RUSSIE L’Allemagne avait déjà annoncé l’empoisonnement de l’opposant russe

J.-L.D. avec AFP

— 

Manifestation pour Alexei Nalvany, illustration
Manifestation pour Alexei Nalvany, illustration — Elena Ignatyeva/AP/SIPA

Des laboratoires français et suédois ont analysé des « échantillons prélevés » sur l’opposant russe Alexeï Navalny, hospitalisé à Berlin, et confirmé un empoisonnement par un agent neurotoxique de type Novitchok, a annoncé ce lundi le gouvernement allemand. Un laboratoire militaire allemand avait déjà conclu le 3 septembre à l’empoisonnement de l’opposant russe, âgé de 44 ans, par ce puissant agent neurotoxique, ce que Moscou conteste.

« Le gouvernement allemand a également demandé à d’autres partenaires européens, à savoir la France et la Suède, de vérifier de manière indépendante les preuves allemandes sur la base de nouveaux échantillons prélevés sur Alexeï Navalny », indique dans un communiqué le porte-parole du gouvernement allemand, Steffen Seibert.

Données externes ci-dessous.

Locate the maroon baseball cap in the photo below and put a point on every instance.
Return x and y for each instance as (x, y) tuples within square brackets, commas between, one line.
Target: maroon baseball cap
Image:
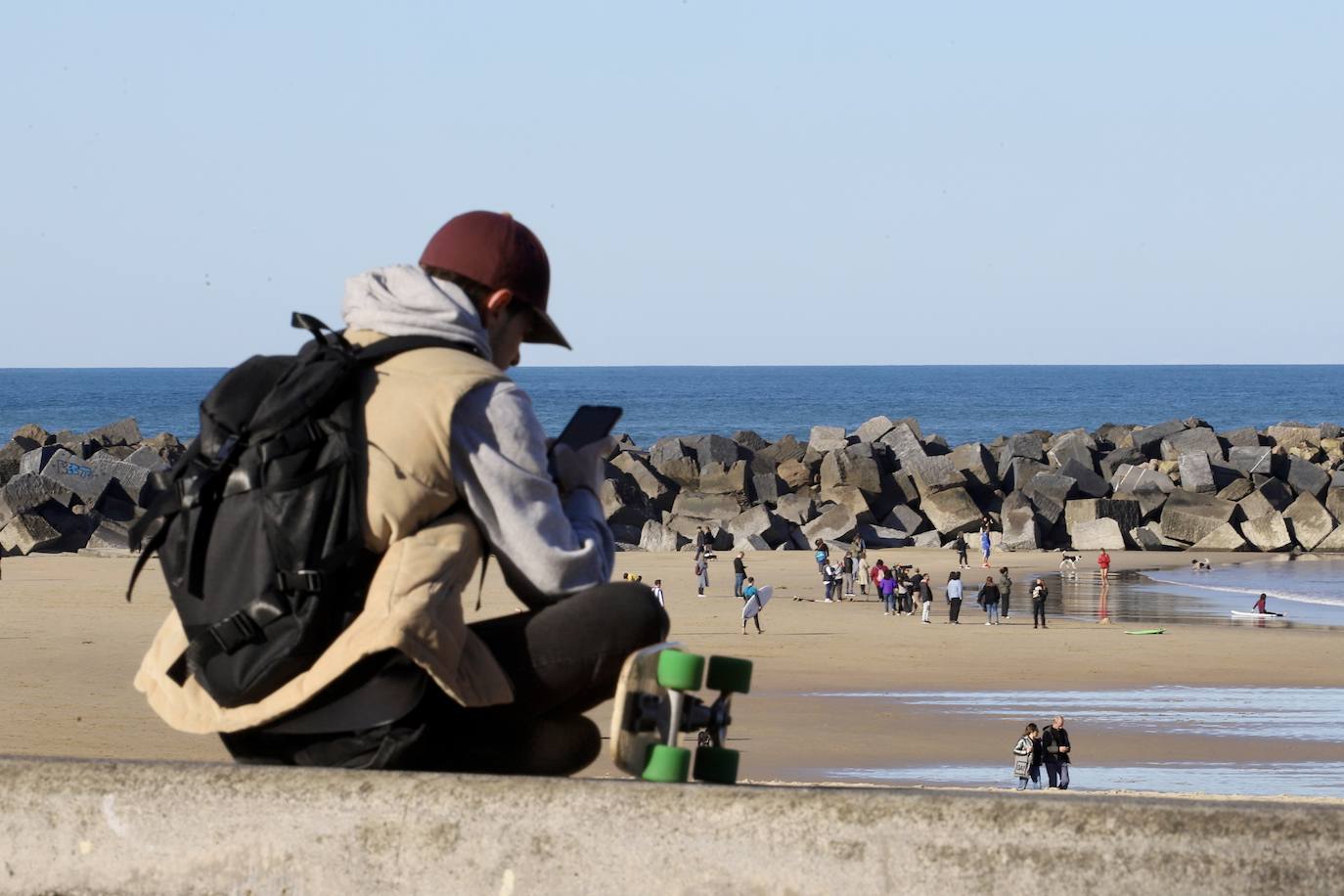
[(499, 252)]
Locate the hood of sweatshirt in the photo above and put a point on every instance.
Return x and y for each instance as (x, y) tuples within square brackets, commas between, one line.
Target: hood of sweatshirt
[(402, 299)]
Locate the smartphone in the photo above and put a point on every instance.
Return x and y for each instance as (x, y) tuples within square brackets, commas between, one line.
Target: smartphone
[(590, 422)]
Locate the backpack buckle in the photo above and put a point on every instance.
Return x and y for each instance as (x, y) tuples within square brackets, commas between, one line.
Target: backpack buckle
[(301, 580), (234, 632)]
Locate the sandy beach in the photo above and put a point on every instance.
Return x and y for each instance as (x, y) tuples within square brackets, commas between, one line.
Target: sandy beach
[(70, 644)]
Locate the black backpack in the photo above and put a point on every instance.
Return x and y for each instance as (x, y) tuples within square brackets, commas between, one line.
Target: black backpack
[(259, 529)]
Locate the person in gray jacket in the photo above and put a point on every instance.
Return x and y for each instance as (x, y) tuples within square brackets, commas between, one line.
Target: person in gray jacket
[(955, 593), (453, 468)]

« Les résultats de cet examen par des laboratoires spéciaux en France et en Suède sont maintenant disponibles et confirment les preuves allemandes », annonce-t-il. « Trois laboratoires ont à présent fourni de manière indépendante la preuve qu’un agent neurotoxique du groupe Novitchok est la cause de l’empoisonnement d’Alexeï Navalny », assène Steffen Seibert.

Bons éclaircissements de Russie

L’utilisation de Novitchok « constitue une grave violation de la Convention sur les armes chimiques », rappelle en outre le porte-parole. Berlin a « donc sollicité l’Organisation pour l’interdiction des armes chimiques (OIAC) dans l’analyse des preuves dans l’affaire Navalny », ajoute Steffen Seibert, précisant que la Convention sur les armes chimiques prévoyait notamment « pour tous les États signataires de recevoir une assistance technique de l’OIAC ».

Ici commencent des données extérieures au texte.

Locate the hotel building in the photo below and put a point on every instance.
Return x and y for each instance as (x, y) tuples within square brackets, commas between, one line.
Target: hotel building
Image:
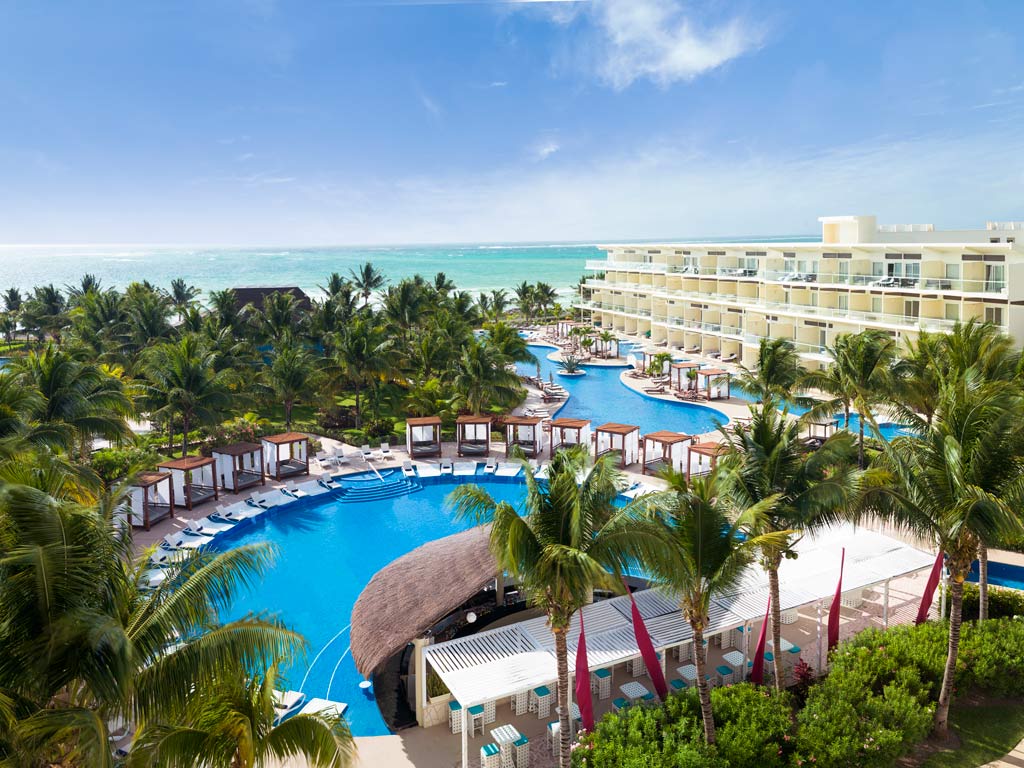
[(723, 298)]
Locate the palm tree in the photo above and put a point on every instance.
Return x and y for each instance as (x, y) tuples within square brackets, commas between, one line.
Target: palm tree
[(290, 377), (181, 378), (708, 554), (796, 487), (570, 541), (860, 377), (958, 481), (368, 280)]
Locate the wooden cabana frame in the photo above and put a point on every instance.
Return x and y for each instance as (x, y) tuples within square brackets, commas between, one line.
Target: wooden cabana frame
[(194, 479), (664, 449), (286, 455), (566, 432), (525, 432), (240, 466), (713, 391), (679, 375), (621, 438), (423, 436), (472, 434), (151, 499), (701, 451)]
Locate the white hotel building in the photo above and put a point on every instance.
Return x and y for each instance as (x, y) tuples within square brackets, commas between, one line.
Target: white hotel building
[(724, 297)]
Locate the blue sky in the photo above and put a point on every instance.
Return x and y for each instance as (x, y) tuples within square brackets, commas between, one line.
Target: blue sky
[(388, 121)]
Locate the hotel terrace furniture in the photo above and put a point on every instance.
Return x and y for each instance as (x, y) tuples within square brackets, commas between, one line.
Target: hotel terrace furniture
[(472, 435), (525, 432), (624, 438), (726, 297), (240, 466), (423, 436), (152, 499), (660, 450), (193, 479), (286, 455), (566, 432)]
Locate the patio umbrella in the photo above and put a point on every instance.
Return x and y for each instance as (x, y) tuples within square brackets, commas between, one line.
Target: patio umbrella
[(584, 700), (758, 670), (834, 611), (933, 582)]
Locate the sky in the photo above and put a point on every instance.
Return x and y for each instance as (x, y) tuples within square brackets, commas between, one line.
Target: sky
[(264, 122)]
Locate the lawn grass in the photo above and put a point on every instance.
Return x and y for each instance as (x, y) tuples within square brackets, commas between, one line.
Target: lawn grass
[(986, 731)]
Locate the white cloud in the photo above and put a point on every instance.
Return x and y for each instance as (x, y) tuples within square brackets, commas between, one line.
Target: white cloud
[(657, 40)]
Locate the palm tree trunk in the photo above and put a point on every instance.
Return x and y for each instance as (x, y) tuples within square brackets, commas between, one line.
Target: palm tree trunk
[(955, 616), (704, 691), (982, 583), (561, 655), (776, 622)]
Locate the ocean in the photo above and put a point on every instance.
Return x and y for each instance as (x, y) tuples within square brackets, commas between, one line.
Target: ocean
[(472, 267)]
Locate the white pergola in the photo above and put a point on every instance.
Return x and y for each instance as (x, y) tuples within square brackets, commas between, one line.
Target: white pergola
[(495, 665)]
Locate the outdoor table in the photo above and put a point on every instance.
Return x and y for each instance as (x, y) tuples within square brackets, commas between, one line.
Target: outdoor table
[(633, 690)]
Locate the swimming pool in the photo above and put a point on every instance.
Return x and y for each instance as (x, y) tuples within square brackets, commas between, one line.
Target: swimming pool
[(329, 548), (601, 397)]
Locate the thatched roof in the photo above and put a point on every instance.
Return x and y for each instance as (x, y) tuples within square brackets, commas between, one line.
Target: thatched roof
[(415, 592)]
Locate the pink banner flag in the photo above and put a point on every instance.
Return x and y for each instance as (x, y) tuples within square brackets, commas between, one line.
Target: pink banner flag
[(933, 582), (584, 700), (834, 611), (646, 647), (758, 670)]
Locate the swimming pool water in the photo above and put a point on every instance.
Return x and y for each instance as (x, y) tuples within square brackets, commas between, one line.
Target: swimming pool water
[(328, 551), (601, 397)]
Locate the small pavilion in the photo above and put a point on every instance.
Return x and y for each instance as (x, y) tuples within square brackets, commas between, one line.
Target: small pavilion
[(423, 436), (623, 438), (701, 451), (566, 432), (240, 466), (152, 499), (662, 450), (679, 374), (286, 455), (711, 380), (194, 479), (524, 431), (472, 434)]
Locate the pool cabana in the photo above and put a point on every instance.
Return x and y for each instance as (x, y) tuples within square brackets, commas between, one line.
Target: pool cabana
[(151, 499), (663, 450), (194, 479), (524, 431), (700, 452), (711, 381), (679, 374), (567, 432), (423, 436), (240, 466), (472, 434), (621, 438), (286, 455)]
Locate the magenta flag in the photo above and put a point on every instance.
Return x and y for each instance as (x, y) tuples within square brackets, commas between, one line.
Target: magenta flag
[(650, 658), (834, 611), (584, 700), (933, 582), (758, 670)]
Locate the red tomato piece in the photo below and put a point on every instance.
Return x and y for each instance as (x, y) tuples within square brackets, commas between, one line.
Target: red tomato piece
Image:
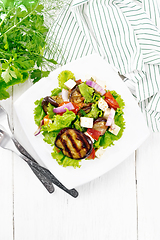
[(76, 108), (94, 133), (92, 155), (111, 101)]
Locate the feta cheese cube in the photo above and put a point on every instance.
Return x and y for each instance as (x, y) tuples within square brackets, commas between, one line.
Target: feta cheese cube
[(89, 136), (99, 153), (70, 83), (106, 113), (114, 129), (101, 83), (102, 104), (86, 122)]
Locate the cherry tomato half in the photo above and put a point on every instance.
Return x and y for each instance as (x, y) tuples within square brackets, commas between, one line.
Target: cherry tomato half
[(94, 133), (92, 155), (111, 100)]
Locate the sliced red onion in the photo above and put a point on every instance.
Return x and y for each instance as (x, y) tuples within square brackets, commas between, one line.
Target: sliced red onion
[(96, 86), (39, 128), (110, 118), (62, 108), (65, 94)]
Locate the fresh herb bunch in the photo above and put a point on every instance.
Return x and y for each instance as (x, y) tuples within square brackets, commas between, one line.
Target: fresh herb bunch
[(22, 42)]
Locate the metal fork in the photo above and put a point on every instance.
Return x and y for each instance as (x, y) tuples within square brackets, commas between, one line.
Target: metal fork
[(4, 120), (6, 142)]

L’OIAC a ainsi « prélevé des échantillons d’Alexeï Navalny et a pris les mesures nécessaires pour les faire analyser par les laboratoires de référence de l’OIAC », précise Steffen Seibert. « Nous renouvelons l’appel lancé à la Russie pour qu’elle apporte des éclaircissements à ce qu’il s’est passé », prévient le porte-parole.

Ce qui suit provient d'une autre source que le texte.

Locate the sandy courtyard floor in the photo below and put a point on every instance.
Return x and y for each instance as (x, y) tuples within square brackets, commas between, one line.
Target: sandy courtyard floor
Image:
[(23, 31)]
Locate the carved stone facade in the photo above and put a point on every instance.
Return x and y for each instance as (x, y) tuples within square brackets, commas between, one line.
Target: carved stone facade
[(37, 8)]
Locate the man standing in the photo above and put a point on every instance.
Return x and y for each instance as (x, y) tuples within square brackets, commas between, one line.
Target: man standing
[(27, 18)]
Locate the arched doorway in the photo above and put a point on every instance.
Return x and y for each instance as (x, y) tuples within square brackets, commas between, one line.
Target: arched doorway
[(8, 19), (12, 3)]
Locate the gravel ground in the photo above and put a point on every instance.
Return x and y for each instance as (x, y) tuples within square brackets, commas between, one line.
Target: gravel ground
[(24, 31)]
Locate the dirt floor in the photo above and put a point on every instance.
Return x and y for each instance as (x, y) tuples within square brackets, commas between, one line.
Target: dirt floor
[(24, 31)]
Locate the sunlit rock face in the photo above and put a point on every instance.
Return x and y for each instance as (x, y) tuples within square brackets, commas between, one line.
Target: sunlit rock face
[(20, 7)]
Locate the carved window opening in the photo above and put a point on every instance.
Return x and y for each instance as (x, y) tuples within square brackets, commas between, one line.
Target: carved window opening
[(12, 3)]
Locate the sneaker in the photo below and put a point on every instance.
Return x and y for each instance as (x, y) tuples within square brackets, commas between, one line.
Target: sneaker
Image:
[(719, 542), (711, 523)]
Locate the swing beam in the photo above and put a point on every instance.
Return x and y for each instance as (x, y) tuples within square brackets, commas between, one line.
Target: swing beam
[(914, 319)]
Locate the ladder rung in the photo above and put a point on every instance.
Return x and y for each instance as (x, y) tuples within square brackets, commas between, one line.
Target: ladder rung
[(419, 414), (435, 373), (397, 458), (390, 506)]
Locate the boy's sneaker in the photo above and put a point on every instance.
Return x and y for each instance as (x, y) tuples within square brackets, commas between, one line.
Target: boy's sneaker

La Russie n’avait détecté aucune substance toxique

« Nous sommes en contact étroit avec nos partenaires européens au sujet des prochaines étapes », conclut-il. La police russe avait annoncé vendredi vouloir interroger en Allemagne l’opposant victime d’un empoisonnement, selon ses partisans, le 20 août lors d’un déplacement en Sibérie, des accusations jugées anti-russes et infondées par Moscou.

La Russie a demandé que Berlin remette l’ensemble de son dossier sur l’opposant russe, notamment les analyses d’un laboratoire militaire allemand ayant identifié une substance de type Novitchok. Les autorités russes affirment que leurs analyses, effectuées lors de l’hospitalisation de l’opposant à Omsk (Sibérie), avant son transfert vers l’Allemagne, n’avaient révélé aucune substance toxique dans l’organisme d’Alexeï Navalny, sorti du coma le 7 septembre.